In other words, after not menstruating for so many months, it takes the body a few tries to get the delicate hormone balance back up to speed again. The first few cycles either don’t release an egg, or if an egg is released, the corpus luteum, which is responsible for secreting enough progesterone to maintain the pregnancy until the placenta can take over, isn’t quite up to the task. This is called a luteal phase defect, and it’s a very common cause of early miscarriages. In women who are breastfeeding, the process of returning to normal ovarian cycles takes even longer.
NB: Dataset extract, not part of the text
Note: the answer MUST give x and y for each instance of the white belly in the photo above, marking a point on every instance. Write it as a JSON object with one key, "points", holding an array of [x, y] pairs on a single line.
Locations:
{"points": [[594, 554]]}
In breastfeeding women, FSH, the hormone responsible for ripening an egg, returns to normal pre-pregnancy values fairly early, but LH, the hormone responsible for triggering egg release, continues to be surpressed due to the breastfeeding. (However, contrary to popular belief, prolactin is not at all responsible for this supression. It’s the constant suckling and stimulation of the nipple itself which actually suppresses ovarian function, which is why on demand breastfeeding is so essential to maintaining lactational amenorrhea.)

So, there you have it. To answer the question: it will probably just take a few more cycles for your body to get back into full swing in terms of ovulating, but continued breastfeeding did not contribute or cause the miscarriage in any way, and will not prevent conception. Most likely, the miscarriage was caused by a short luteal phase or corpus luteum that just wasn’t quite ready to maintain a pregnancy, and this will no longer be a problem once your body goes through a few more cycles and gets used to ovulating again.

[1] Hatcher, R.A. et. al. (2004) Contraceptive Technology, 18th Revised Edition. Ardent Media, Inc.: New York.